Im letzten Blog wurde schon die Idee der Gleichheit gestreift – die Eigentümer von Schwarz-Pharma gaben bekannt, daß alle Mitarbeiter, unabhängig von Hierarchie und Betriebszugehörigkeit, mit einer gleichhohen Prämie am Unternehmensverkauf partizipieren werden. Dieses Hochhalten der Gleichheitsidee ist typisch für Familienunternehmen, bringt aber einige Risiken mit sich – vor allem in der familieninternen Nachfolge.
Gleichheit! Nach Tippen dieses Begriffs drängt sich das Ausrufezeichen geradezu auf – sie ist leicht einzufordern und schnell proklamiert. Wer mag dies auch bestreiten? Sich für Gleichheit einzusetzen, findet immerfort Zustimmung; wer hingegen für Ungleichheit kämpft, wird mit einer recht übersichtlichen Anhängerschar rechnen müssen.
Nicht nur in philosophischen Debatten sondern auch im alltäglichen Miteinander zeigt sich, daß die Gleichheit gerne mit Gerechtigkeit verknüpft wird („Es ist gerecht, alle gleich zu behandeln!“). Man schafft sich metaphorisch gesprochen einen Kommunikationsjoker, der (fast) immer „sticht“. Wissenschaftler sprechen hier auch von einer erschwerten Negierbarkeit. Alle Geschwisterkinder, auch diejenigen, die noch weit entfernt sind, das Wort „Negierbarkeit“ lesen zu können, wissen um diesen Umstand: Voller Empörung wird unter Zuhilfenahme bekannter Druckmittel (Tränenfluß etc.) Beschwerde geführt, daß der Bruder oder die Schwester ein ganze (!) Minute länger am Computer gespielt und dabei auch noch ein Stück (!) Schokolade mehr gegrabscht hat. Ähnliche Muster lassen sich in Unternehmerfamilien beobachten – man ersetze hierzu einfach Computer und Schokolade durch Geschäftsführungsgehalt, Gesellschafteranteil, Ausschüttungshöhe, Einsatz fürs Unternehmen, Urlaub, Anerkennung durch den Vater etc. – und bekommt mehr als nur ein Ahnung, welche Sprengkraft in der so verlockend einfachen und vermeintlich gerechten Idee der Gleichheit steckt.

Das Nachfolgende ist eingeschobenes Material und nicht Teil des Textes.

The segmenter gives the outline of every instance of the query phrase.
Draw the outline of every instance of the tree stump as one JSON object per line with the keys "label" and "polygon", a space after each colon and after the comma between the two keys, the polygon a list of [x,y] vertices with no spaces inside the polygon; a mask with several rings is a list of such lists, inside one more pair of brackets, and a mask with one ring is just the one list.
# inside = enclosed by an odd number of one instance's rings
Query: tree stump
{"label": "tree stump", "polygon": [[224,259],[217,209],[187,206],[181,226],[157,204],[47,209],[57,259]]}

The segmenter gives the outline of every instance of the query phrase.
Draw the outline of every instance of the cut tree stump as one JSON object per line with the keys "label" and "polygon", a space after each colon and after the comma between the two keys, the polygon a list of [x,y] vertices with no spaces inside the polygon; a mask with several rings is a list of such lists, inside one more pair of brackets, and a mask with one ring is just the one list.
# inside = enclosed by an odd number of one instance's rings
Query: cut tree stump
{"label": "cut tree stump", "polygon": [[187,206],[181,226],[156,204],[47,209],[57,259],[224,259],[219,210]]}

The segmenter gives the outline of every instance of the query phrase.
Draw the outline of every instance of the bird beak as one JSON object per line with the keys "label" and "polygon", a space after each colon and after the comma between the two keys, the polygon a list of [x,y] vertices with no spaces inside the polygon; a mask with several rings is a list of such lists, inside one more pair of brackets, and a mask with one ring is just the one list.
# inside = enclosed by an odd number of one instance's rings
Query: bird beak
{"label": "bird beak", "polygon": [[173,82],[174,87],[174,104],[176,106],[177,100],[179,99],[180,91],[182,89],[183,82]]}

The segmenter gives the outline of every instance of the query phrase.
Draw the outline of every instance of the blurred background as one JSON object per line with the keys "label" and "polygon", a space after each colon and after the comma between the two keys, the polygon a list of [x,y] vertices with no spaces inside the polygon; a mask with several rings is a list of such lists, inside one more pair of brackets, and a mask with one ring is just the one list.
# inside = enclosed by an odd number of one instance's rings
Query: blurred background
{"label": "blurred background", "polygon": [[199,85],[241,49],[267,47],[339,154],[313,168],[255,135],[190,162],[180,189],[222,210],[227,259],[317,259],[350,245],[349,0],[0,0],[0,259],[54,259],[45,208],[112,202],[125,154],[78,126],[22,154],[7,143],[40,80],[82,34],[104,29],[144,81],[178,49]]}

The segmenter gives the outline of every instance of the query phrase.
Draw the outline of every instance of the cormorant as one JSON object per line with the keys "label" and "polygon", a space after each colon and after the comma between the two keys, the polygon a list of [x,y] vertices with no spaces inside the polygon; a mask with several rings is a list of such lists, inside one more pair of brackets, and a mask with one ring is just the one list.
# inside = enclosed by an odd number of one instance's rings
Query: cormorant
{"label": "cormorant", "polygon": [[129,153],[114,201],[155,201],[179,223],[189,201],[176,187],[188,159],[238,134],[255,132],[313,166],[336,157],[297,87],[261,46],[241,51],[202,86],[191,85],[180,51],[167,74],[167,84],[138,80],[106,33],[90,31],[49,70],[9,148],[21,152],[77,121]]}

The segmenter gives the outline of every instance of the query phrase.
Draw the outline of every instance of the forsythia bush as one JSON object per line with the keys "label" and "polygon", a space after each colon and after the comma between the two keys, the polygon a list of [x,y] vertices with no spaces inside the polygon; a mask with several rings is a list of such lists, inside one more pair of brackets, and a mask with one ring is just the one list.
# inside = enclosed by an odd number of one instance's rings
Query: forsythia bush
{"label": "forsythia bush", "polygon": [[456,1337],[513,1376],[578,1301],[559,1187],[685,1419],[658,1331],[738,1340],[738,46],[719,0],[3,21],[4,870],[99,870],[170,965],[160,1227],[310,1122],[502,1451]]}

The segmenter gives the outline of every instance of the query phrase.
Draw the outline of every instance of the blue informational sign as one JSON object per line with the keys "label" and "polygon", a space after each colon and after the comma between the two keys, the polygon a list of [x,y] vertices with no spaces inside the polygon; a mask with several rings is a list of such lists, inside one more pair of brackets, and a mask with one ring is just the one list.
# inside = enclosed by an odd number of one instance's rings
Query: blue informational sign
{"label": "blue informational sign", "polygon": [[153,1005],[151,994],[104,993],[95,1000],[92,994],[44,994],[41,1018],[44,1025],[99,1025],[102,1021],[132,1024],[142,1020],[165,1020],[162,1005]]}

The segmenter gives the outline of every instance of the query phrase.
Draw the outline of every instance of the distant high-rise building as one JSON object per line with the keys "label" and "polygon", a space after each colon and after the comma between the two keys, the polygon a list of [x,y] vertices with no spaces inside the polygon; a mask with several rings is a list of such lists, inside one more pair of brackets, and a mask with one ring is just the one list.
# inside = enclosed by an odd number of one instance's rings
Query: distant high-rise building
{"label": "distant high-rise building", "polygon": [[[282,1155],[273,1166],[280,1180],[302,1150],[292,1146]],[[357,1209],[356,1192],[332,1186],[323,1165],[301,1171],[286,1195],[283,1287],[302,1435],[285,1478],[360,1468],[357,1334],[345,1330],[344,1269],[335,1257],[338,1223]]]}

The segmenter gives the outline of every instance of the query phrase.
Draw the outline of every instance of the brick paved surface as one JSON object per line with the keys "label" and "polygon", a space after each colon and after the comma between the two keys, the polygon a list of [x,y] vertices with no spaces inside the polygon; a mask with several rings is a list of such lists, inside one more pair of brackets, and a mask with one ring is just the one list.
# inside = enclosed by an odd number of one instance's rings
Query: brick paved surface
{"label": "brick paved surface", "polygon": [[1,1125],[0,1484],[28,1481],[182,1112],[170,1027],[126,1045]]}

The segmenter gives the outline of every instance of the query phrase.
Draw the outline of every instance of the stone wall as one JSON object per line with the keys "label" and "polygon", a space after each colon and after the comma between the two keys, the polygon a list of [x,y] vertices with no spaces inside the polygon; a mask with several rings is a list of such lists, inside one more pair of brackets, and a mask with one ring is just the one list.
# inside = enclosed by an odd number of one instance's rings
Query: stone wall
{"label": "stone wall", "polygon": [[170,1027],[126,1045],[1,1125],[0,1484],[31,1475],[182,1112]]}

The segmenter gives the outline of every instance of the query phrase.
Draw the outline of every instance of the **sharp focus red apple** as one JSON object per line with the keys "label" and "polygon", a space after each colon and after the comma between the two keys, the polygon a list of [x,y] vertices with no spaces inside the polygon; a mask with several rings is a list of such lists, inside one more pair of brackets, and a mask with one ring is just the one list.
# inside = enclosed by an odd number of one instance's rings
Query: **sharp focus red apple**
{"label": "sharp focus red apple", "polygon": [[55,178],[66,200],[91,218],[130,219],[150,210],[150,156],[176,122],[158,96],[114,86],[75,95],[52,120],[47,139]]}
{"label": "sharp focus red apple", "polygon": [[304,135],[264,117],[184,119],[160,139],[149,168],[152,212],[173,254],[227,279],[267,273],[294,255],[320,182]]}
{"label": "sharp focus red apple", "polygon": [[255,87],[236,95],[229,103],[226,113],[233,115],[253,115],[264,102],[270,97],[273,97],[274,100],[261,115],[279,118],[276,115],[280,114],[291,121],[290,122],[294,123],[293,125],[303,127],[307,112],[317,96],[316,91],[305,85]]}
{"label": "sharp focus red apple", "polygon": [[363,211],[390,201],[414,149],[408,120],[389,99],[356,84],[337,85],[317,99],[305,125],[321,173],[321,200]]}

Besonders in der Nachfolge zeigen sich die Risiken. Sobald die konkrete Entscheidung ansteht, beginnt für viele Familienunternehmer die Zeit endloser Grübeleien und schlafloser Nächte. Sie sehen sich in dem Dilemma, allen Kindern und dem Unternehmen gerecht zu werden. Hierbei sind persönliche Vorlieben und Begabungen der in Betracht kommenden Personen mit unternehmerischen Erfordernissen in Einklang zu bringen. Und dann soll es bei der Verteilung der Positionen und Gesellschafteranteile auch noch gleich (und gerecht) zugehen …

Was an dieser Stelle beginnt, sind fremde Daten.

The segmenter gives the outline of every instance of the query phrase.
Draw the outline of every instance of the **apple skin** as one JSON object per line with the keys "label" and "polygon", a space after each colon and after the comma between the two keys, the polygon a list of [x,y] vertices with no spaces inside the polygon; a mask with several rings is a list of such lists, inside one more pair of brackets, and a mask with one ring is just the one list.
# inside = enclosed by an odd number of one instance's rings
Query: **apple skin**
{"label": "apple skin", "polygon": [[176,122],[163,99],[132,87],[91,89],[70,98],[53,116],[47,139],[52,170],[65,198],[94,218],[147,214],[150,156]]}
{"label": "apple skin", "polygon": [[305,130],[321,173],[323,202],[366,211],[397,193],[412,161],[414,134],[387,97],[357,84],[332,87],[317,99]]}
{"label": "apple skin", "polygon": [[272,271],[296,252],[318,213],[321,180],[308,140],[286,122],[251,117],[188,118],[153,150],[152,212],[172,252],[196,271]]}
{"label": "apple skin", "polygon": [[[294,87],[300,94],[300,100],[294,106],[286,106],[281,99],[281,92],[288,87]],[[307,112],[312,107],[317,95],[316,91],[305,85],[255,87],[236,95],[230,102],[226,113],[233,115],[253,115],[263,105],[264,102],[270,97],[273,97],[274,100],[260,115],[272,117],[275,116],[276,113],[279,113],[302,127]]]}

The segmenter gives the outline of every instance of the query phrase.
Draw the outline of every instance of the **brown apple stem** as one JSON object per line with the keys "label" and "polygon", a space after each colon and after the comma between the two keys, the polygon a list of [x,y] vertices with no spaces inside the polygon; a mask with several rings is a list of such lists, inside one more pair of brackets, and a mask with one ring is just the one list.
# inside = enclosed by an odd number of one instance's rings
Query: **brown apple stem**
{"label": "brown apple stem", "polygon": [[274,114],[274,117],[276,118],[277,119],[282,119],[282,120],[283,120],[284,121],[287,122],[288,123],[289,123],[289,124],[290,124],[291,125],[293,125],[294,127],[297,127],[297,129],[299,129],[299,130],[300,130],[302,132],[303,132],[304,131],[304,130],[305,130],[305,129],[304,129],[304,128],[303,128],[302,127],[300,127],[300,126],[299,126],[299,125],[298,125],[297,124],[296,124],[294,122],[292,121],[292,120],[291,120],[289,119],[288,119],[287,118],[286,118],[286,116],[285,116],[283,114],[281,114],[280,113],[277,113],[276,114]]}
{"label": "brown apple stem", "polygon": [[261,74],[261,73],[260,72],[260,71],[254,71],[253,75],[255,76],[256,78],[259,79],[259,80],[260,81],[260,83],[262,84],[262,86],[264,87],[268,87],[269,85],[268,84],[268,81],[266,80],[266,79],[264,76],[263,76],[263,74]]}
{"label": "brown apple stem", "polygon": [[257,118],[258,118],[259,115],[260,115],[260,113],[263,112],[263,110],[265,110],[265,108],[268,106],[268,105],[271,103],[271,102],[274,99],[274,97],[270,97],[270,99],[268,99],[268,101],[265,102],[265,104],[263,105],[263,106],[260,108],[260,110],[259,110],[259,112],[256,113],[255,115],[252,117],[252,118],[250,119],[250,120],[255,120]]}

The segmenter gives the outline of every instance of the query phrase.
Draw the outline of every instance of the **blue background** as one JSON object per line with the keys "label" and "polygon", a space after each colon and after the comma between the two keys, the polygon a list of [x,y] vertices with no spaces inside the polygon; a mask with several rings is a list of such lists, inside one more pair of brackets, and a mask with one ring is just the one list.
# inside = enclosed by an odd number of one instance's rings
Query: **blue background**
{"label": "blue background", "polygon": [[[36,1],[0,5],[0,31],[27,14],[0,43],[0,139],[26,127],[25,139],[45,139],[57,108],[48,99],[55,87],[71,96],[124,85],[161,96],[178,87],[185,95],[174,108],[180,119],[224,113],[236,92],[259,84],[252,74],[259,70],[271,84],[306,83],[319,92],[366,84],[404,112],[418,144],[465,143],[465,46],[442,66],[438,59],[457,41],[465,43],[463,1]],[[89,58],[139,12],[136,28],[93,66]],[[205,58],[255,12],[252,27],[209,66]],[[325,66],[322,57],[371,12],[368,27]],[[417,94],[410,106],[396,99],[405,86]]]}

Wer hier auf eine optimale Lösung fixiert bleibt, wird verzweifeln oder – wie oft zu beobachten – die Nachfolgeentscheidung hinauszögern. Zwar wird gesehen, daß sich Familien- und Unternehmenslogiken irgendwie vermengen, doch eine wichtige Konsequenz wird oft nicht gezogen: Es wird nicht an der Idee der Gleichhandlung aller Geschwister oder auch Cousins und Cousinen gezweifelt. Die Nachfahren sind nun mal nicht gleich, und selbst wenn sie es wären, stellt die Tätigkeit im Unternehmen oder im Gesellschafterkreis so unterschiedliche Anforderungen, daß nie immer alles immer genau gleich aufgeteilt werden kann. Dessen ungeachtet sieht man allzu oft, wie die Idee der Gleichheit krakengleich alle Entscheidung erfaßt: Drei Geschwister erhalten drei Geschäftsführungsposten, jeder Stammesvertreter erhält einen Sitz im Leitungsgremium, fünf Nachfahren der 3. Generationen erhalten jeweils 20% der Anteile etc.

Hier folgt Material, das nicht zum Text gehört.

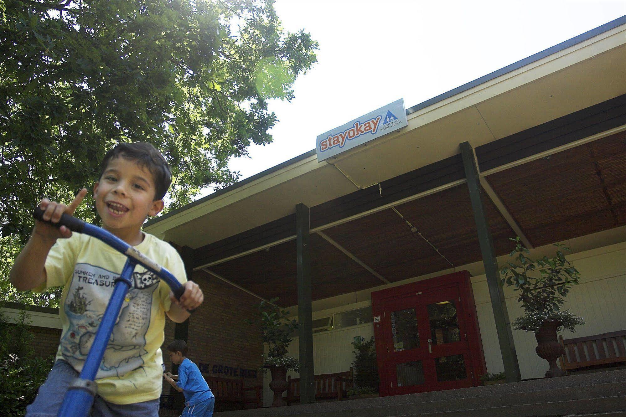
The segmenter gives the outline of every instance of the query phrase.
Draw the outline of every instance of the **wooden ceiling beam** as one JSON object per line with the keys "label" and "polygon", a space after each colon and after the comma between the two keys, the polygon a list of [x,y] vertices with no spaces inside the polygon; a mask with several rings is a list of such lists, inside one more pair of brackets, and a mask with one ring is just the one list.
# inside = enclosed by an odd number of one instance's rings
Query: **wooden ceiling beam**
{"label": "wooden ceiling beam", "polygon": [[319,231],[317,233],[322,238],[323,238],[327,242],[328,242],[328,243],[331,244],[331,245],[332,245],[333,246],[334,246],[335,247],[336,247],[337,249],[339,249],[341,252],[344,252],[344,254],[345,254],[346,256],[347,256],[349,258],[350,258],[351,259],[352,259],[352,260],[354,260],[354,262],[356,262],[357,264],[358,264],[361,266],[362,266],[364,268],[365,268],[367,270],[367,272],[369,272],[370,274],[371,274],[372,275],[373,275],[374,276],[375,276],[376,278],[377,278],[378,279],[381,280],[381,281],[382,281],[385,284],[391,284],[391,282],[389,282],[389,280],[387,280],[386,278],[385,278],[384,277],[383,277],[382,275],[381,275],[380,274],[379,274],[376,271],[375,271],[373,269],[372,269],[371,268],[370,268],[369,266],[367,266],[365,264],[365,262],[364,262],[362,260],[361,260],[361,259],[359,259],[359,258],[357,258],[355,255],[352,254],[351,252],[350,252],[347,249],[346,249],[346,248],[344,248],[343,246],[342,246],[339,244],[338,244],[336,242],[335,242],[334,240],[333,240],[329,236],[328,236],[328,235],[326,234],[325,233],[324,233],[322,231]]}
{"label": "wooden ceiling beam", "polygon": [[491,187],[491,185],[489,183],[489,181],[487,180],[486,177],[484,175],[481,175],[480,167],[478,165],[478,159],[476,155],[476,149],[474,148],[471,148],[472,155],[474,155],[474,163],[476,164],[476,170],[478,174],[478,180],[480,182],[480,186],[485,190],[485,193],[489,199],[491,200],[493,205],[496,206],[496,209],[498,211],[500,212],[502,217],[508,224],[508,225],[513,229],[513,231],[515,232],[515,234],[520,237],[520,240],[521,242],[524,244],[524,246],[529,249],[532,249],[535,246],[531,243],[530,240],[526,236],[526,234],[522,230],[520,224],[518,223],[517,220],[513,217],[513,215],[509,212],[508,209],[505,205],[504,202],[500,198],[500,196],[498,195],[495,190]]}

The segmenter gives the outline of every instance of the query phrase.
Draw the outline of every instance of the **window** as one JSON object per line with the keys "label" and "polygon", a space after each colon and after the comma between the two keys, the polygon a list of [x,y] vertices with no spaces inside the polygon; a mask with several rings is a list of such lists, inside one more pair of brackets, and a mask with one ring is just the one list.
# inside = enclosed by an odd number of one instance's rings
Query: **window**
{"label": "window", "polygon": [[329,317],[321,319],[316,319],[311,322],[311,324],[312,325],[311,327],[313,327],[314,333],[327,332],[329,330],[332,330],[334,328],[332,327],[332,315],[331,314]]}
{"label": "window", "polygon": [[357,326],[372,322],[372,307],[364,307],[362,309],[344,311],[335,315],[335,329],[342,329],[351,326]]}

Nicht selten starten mit diesen ach so guten Lösungen die Probleme. Sofort wird untereinander verrechnet, wer eigentlich kompetenter ist, wem die Position eigentlich zustünde, wer schon immer mehr Einsatz gezeigt hat (selbst in den Ferien!), wer sich den Anteil erschlichen hat, wer wem in der Schule geholfen hat („Ohne mich hätte er nie und nimmer das Abitur geschafft!“), welcher Stamm schon immer eher das süße Leben als das Unternehmerdasein im Sinn hatte („Die verprassen das Geld, das wir verdienen!“) etc.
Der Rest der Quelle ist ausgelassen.